The Press and Journal (Inverness, Highlands, and Islands)
Heat threatens life of billions
Current climate policies will leave more than a fifth of humanity exposed to dangerously hot temperatures by 2100, unprecedented new research suggests.
The paper, published yesterday and co-authored by academics from around the world, examines the “human climate niche” – the temperature range in which humans have lived and flourished throughout history – and how warming could see billions of people falling outside of it.
The researchers from the University of Exeter’s Global Systems Institute, alongside the Earth Commission and Nanjing University, argue that current legally binding climate policies are estimated to produce an average temperature rise of 2.7C by 2100.
They said this could leave two billion people – 22% of the projected end-ofcentury population – exposed to dangerous heat, defined as an average annual temperature of 29°C or higher.
At these high temperatures, water resources could become strained, mortality could increase, economic productivity could decrease, animals and crops could no longer flourish, and large numbers of people may migrate.

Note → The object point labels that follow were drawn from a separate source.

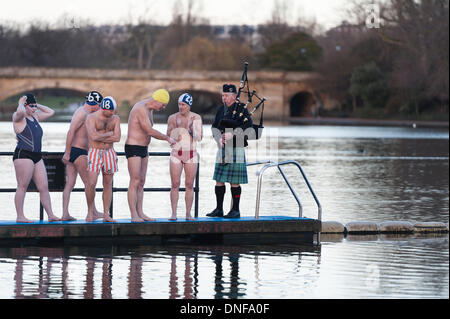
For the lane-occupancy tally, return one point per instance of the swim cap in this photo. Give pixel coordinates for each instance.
(93, 98)
(161, 95)
(186, 98)
(30, 99)
(108, 103)
(229, 88)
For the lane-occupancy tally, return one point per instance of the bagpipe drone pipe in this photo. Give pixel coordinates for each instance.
(241, 116)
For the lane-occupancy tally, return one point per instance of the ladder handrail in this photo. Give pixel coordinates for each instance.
(270, 163)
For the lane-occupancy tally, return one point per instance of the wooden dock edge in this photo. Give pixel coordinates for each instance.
(156, 233)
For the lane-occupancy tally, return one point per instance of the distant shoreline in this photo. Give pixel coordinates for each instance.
(161, 119)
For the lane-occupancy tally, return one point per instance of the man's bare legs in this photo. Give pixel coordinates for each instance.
(107, 196)
(81, 165)
(71, 178)
(137, 168)
(176, 168)
(190, 170)
(90, 194)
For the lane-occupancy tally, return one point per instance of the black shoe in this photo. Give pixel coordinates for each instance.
(216, 213)
(233, 214)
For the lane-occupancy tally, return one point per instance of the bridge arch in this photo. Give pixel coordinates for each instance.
(301, 104)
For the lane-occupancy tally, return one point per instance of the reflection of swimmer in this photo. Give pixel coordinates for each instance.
(220, 292)
(173, 287)
(135, 279)
(186, 128)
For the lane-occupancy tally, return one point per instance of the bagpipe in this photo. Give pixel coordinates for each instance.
(241, 115)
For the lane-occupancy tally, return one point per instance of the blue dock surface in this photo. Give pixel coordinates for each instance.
(264, 230)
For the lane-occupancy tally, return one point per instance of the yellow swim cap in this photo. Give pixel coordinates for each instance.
(161, 95)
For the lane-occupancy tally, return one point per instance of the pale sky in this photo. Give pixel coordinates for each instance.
(328, 13)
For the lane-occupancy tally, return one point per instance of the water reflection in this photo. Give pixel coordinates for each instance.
(104, 274)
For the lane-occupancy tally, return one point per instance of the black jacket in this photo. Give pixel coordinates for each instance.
(224, 121)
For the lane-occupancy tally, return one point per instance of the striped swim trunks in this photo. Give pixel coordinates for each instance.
(99, 159)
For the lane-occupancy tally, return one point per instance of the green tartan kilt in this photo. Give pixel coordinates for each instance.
(234, 172)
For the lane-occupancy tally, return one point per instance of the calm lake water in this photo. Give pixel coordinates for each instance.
(358, 174)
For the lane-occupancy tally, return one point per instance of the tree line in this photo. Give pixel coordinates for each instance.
(398, 69)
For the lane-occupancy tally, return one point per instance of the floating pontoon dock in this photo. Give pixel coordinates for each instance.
(245, 230)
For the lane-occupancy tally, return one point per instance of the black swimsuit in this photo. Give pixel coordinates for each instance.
(136, 150)
(29, 142)
(76, 152)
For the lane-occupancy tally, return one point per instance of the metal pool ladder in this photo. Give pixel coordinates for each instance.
(270, 163)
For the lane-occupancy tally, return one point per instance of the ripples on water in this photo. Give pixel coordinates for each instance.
(358, 173)
(396, 267)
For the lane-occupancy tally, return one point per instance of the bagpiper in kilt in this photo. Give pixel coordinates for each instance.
(230, 164)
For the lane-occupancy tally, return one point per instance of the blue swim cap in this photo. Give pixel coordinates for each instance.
(108, 103)
(94, 98)
(186, 98)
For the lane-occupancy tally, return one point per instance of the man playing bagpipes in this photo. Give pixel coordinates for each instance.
(229, 132)
(231, 129)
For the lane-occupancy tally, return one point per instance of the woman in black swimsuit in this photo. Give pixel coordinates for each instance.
(27, 157)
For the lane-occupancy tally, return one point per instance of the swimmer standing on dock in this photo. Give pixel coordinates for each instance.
(186, 128)
(140, 132)
(27, 158)
(103, 128)
(77, 146)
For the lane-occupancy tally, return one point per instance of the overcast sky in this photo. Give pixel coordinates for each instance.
(328, 13)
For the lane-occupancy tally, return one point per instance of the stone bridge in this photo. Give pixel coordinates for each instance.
(287, 93)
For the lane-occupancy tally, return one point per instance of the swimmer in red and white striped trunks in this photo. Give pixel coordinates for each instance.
(102, 160)
(103, 129)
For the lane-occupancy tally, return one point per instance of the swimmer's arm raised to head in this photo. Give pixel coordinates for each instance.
(171, 125)
(21, 112)
(44, 112)
(150, 131)
(92, 131)
(197, 128)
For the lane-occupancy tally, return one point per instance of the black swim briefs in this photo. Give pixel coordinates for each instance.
(136, 150)
(76, 152)
(21, 153)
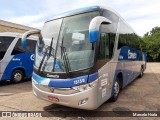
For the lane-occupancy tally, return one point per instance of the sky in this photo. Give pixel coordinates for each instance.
(141, 15)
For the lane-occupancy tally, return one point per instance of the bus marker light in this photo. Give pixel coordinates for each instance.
(52, 98)
(83, 101)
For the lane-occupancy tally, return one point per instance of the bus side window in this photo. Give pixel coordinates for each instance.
(31, 45)
(18, 48)
(103, 54)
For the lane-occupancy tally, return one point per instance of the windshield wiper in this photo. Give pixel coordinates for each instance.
(45, 54)
(65, 58)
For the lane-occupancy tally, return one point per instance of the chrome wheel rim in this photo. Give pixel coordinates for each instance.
(17, 76)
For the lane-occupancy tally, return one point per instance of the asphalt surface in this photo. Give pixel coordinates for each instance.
(143, 94)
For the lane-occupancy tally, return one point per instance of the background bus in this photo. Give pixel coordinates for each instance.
(15, 61)
(85, 57)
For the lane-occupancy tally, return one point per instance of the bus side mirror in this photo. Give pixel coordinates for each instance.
(95, 26)
(27, 34)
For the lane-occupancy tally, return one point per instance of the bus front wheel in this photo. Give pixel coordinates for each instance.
(17, 76)
(116, 88)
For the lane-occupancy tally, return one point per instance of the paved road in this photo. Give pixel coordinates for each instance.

The forecasts also show that limiting warming to 1.5C in line with the Paris Climate Agreement would leave just 5% outside the niche by 2100.
Professor Tim Lenton, director of the Global Systems Institute, said that many areas of the world will “go up to unprecedented temperatures that nobody experienced in the historical climate” when warming hits 2.7C.
More than 600 million people in India and 300 million people in Nigeria could be exposed to dangerous temperatures by 2100, as well as areas of Indonesia, Brazil, the Philippines, Australia, and almost 100% of Burkina Faso and Mali.
The research found that under the worst-case scenarios of 3.6C or even 4.4C global warming, half of the world’s population could be left outside the climate niche, posing an “existential risk”.
Prof Lenton said: “The costs of global warming are often expressed in financial terms, but our study highlights the phenomenal human cost of failing to tackle the climate emergency.”